Michael Les Benedict, Professor of History, The Ohio State University, received his B.A. and M.A. from the University of Illinois at Urbana/Champaign, his Ph.D. from Rice University. His research areas are nineteenth-century U.S. Legal and Constitutional History and the Civil War and Reconstruction. He has been an NEH fellow, a Guggenheim fellow, a Woodrow Wilson fellow and a Fulbright Senior Lecturer in Japan, and currently is the Samuel I. Golieb Research Fellow, New York University School of Law, and a Ford Fellow, American Council of Learned Societies. He has published articles in the American Historical Review, the Journal of American History, Journal of Southern History, Civil War History, and the Supreme Court Review and other legal and historical journals. His books have included The Impeachment and Trial of Andrew Johnson (1973), A Compromise of Principle: Congressional Republicans and Reconstruction, 1863–1869 (1974), The Fruits of Victory: Alternatives in Restoring the Union (1975), (1986). He has in press an extended essay, "Civil Rights and Liberties," for the American Historical Association Bicentennial Essays on the Constitution.

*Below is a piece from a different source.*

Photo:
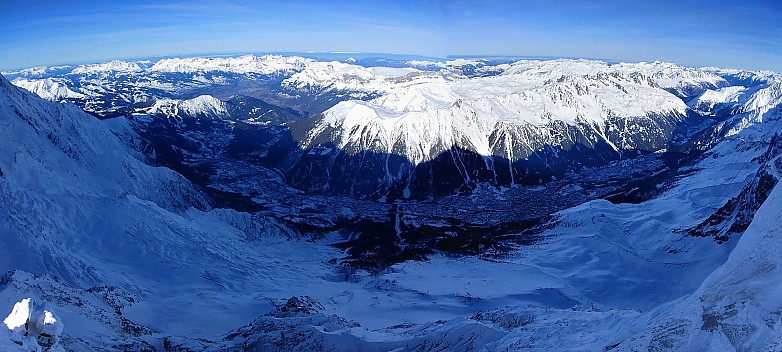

Herman Belz, Professor of History, University of Maryland, College Park, received his A.B. degree from Princeton University, his M.A. and Ph.D. from the University of Washington. He teaches nineteenth-century American Legal and Constitutional History at the University of Maryland, where he has been on the faculty since 1966. He received the Albert J. Beveridge Award for his first book, Reconstruction and the Union: Theory and Policy during the Civil War (1969). He has written two other books, A New Birth of Freedom: The Republican Party and Freedman's Rights, 1861–1866 (1976), and Emancipation and Equal Rights: Politics and Constitutionalism in the Civil War Era (1978), and joined Alfred H. Kelly and Winfred A. Harbison as co-author of the sixth edition of The American Constitution: Its Origin and Development (1983). He has published articles in the American Journal of Legal History, Journal of American History, Reviews in American History, and the Review of Politics, in addition to contributing to the American Spectator and Commentary. He has received numerous awards and fellowships including a Guggenheim Fellowship. He delivered the Seventh Annual McMurtrie Lecture at the Louis A. Warren Lincoln Library and Museum in 1984 on the subject "Lincoln and the Constitution: The Dictatorship Question Reconsidered," published later the same year under the same title.

Frank J. Williams, president of the Abraham Lincoln Association and the past president of the Lincoln Group of Boston, is an attorney in Providence, Rhode Island, and a delegate to that state's constitutional convention. He received his A.B. from Boston University and his J.D. from the Boston University School of Law. He also holds a Master's Degree from Bryant College. An active and avid Lincoln student and collector, Williams surveys the Lincoln field annually for Hobbies magazine and for this journal. He lectures widely, most recently at the "Lincoln Family" Symposium, at Hildene, Vermont. He serves on numerous Lincoln-related advisory committees and boards and was principal advisor for several recent symposiums, most notably, "Lincoln and the American Political Tradition" at Brown University, an activity for which Williams received a special Barondess Award.